Virginia De Freitas of Pinsent Masons in Paris agreed green claims is also a hot topic in France. She said a new French law on fighting against climate disruption and increasing resilience to its effects, introduced earlier this year, contains new legal provisions “to strengthen the prohibition of misleading green claims made in adverts, including ads describing a product and service as being carbon neutral”.
Data has increasing value to businesses that are able to organise and harness it effectively. Prospective buyers of European technology companies will want to understand how well target companies’ data is protected.
“The ”ownership” of data is becoming increasingly important,” said Dr Nils Rauer of Pinsent Masons in Frankfurt. “Database rights have proven not to be the ultimate solution in this context. Therefore, businesses need to think how they can secure an adequate proprietary position. This is particularly true in transactions.”
Kochański & Partners
A computer program is itself protected by copyright, so that the program creator's effort has already been sufficiently rewarded by granting this protection. Similar questions arise under industrial property law in connection with the production of inventions by AI
Data will power innovation in the use of artificial intelligence (AI), which the European Patent Office has described as “one of the disruptive technologies of our time”.

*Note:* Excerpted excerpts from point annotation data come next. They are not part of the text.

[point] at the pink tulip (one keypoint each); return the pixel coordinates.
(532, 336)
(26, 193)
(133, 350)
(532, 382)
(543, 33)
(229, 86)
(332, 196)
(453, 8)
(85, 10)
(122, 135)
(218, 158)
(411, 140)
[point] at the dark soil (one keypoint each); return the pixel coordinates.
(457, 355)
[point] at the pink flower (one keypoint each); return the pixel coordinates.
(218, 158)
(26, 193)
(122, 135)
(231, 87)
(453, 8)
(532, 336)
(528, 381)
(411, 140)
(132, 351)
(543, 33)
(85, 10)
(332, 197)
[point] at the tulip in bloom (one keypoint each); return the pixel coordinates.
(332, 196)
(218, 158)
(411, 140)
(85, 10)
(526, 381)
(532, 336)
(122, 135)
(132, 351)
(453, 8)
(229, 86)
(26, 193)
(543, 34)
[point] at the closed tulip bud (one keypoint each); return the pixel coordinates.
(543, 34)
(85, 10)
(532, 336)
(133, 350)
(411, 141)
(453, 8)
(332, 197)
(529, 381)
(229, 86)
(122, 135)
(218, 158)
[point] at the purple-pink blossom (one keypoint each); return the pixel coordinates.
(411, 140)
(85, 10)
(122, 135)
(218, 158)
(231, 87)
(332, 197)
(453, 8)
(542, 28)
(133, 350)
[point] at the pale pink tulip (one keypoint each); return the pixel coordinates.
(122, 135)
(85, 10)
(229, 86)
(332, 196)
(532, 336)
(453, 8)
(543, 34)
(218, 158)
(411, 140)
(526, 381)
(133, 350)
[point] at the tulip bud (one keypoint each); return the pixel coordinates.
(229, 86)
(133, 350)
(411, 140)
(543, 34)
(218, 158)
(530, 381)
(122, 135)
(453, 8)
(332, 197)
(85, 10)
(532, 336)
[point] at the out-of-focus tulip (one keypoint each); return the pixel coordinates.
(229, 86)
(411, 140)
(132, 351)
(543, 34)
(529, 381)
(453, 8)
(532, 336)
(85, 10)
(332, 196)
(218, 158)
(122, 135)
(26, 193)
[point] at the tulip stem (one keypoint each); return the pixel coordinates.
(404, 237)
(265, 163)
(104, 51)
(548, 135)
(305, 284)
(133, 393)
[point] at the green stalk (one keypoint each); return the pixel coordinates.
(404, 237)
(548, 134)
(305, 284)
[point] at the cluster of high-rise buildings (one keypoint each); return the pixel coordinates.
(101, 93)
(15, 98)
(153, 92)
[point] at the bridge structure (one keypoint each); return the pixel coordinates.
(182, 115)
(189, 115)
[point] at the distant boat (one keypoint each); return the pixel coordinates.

Miriam Cugusi and Lorenzo Stellini of GPBL highlighted the growing number of patent applications filed in Italy concerning AI-related inventions. There were 475 European patent applications filed in 2019 from Italian inventors concerning medical devices that use AI alone, they said. However, whether AI can be an inventor is an issue that is being grappled with. The EPO rejected an attempt to register a machine as an inventor in early 2020, and similar arguments were raised and rejected by the Court of Appeal in London in September 2021 – though an appeal and legislative reform in the UK on this point is a distinct possibility.
IP issues relevant to AI extend beyond patent rights.

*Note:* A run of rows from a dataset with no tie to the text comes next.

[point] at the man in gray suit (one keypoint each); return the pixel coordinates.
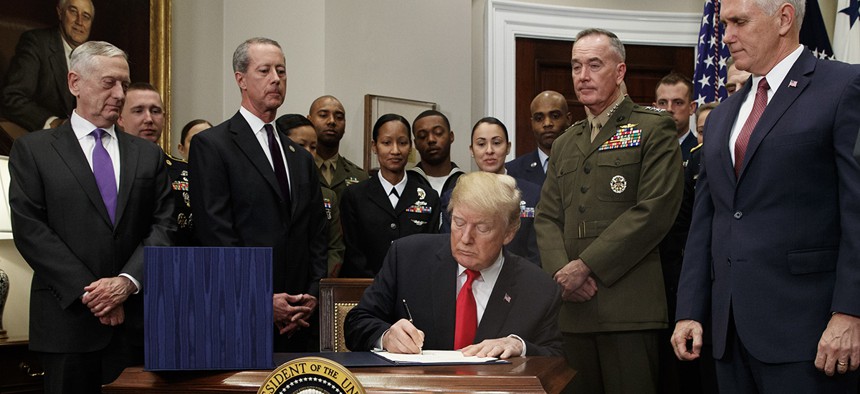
(85, 200)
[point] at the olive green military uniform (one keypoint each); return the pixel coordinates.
(346, 173)
(336, 248)
(609, 202)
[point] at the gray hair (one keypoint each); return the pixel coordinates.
(769, 7)
(240, 56)
(614, 42)
(83, 56)
(488, 194)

Tomasz Szambelan of Kochański & Partners said there is debate in Poland over whether AI-created works qualify for copyright protection under Polish law.

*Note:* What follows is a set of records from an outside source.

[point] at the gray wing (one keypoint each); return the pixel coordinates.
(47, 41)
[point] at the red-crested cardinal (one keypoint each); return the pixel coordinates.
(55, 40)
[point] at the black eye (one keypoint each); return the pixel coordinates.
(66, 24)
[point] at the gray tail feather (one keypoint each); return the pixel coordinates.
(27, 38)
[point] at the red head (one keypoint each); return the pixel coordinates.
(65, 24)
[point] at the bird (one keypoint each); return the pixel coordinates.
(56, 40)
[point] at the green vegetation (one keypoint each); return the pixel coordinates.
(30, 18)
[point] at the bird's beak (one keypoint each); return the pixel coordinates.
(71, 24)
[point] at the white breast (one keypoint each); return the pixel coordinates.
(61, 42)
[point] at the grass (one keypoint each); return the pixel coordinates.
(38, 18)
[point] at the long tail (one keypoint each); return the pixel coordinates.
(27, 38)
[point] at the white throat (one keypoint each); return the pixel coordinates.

“There is also the question of who should be entitled to the rights to AI works,” Szambelan said. “It often indicates the author of the program that was used to create a particular work. On the other hand, a computer program is itself protected by copyright, so that the program creator's effort has already been sufficiently rewarded by granting this protection. Similar questions arise under industrial property law in connection with the production of inventions by AI.”
European technology companies will commonly have know-how and commercially sensitive information that will not qualify for protection under classic IP protection regimes. The introduction of the EU Trade Secrets Directive in 2016 gives businesses a further route through which that information might be able to be protected.
Gijs van Mansfeld of Pinsent Masons said: “More often than not, critical company information that is considered the company's know-how rests with a small amount of the key employees. This poses significant risks for the protection of company IP. An important aspect of protection of company know-how and trade secrets lies in the creation of robust confidentiality and IP clauses in the template employment agreements.”
Dr Nils Rauer of Pinsent Masons said that many businesses had yet to change their internal confidentiality schemes to benefit from the new trade secrets regime and that buyers will want to closely examine whether this is the case as part of their due diligence activities prior to concluding technology mergers and acquisitions.
Van Mansfeld added: “Another issue is that company know-how and trade secrets are often not sufficiently documented, which limits and complicates due diligence. Businesses should seek to identify the company crown jewels in an earlier stage before legal due diligence commences".